2006年01月29日

記憶を追ってくる女(姉妹シリーズ)

524 本当にあった怖い名無し sage 2006/01/29(日) 22:01:53 ID:AqttN5ndO
語り部というのは得難い才能だと思う。彼らが話し始めると、それまで見てきた世界が別のものになる。
例えば、俺などが同じように話しても、語り部のように人々を怖がらせたり楽しませたりはできないだろう。
俺より五歳上の従姉妹にも語り部の資格があった。従姉妹は手を変え品を変え様々な話をしてくれた。俺にとってそれは非日常的な娯楽だった。
今はもうそれを聞けなくなってしまったけれど。
従姉妹のようには上手くはできないが、これから話すのは彼女から聞いた中でもっとも印象に残っているうちのひとつ。

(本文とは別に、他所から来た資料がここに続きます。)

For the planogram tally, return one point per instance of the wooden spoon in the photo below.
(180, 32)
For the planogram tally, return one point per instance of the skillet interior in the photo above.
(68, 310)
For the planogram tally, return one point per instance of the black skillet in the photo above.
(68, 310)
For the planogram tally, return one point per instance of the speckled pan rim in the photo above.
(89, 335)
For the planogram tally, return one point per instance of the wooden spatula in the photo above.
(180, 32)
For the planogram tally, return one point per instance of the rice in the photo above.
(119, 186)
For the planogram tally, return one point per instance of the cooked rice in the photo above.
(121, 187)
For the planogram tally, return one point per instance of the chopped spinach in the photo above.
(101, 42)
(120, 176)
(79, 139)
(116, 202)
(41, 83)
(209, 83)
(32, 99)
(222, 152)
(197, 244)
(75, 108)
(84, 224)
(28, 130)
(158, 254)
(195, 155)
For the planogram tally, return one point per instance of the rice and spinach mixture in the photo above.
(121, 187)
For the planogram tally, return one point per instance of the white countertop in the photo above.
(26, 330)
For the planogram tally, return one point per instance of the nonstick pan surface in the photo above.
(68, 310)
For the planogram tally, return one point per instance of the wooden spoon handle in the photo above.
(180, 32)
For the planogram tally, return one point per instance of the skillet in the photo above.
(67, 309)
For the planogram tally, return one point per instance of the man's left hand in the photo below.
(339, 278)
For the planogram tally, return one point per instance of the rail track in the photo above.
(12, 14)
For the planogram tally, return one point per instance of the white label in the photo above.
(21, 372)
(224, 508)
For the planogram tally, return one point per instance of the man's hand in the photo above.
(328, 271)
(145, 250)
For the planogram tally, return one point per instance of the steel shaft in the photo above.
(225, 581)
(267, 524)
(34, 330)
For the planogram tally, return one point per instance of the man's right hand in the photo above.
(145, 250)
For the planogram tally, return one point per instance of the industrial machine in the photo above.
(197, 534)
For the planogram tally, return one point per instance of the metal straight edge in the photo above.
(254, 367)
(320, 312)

中学三年の初夏、従姉妹は力無く抜け殻同然になっていた。
普段は俺が催促せずとも、心霊スポットや怪しげな場所に連れて行ってくれるのだが、その頃は頼んでも気のない返事をするだけだった。
俺が新しく仕入れて来た話も、おざなりに聞き流すばかり。顔色は悪く、目の下には隈ができていた。
ある日理由を訊ねた俺に、従姉妹はこんな話をしてくれた。

春頃から、従姉妹は頻繁にある夢を見るようになった。
それは夢というより記憶で、幼い頃の従姉妹が、その当時よく通っていた公園の砂場でひとり遊ぶ光景を見るのだった。
やがて何度も夢を見るうちにひとりではないことに気づいた。砂場から目線を上げると、そこに女が立っている。
淡いピンクの服を着た、黒いロングヘアの女が従姉妹を見つめ立っていた。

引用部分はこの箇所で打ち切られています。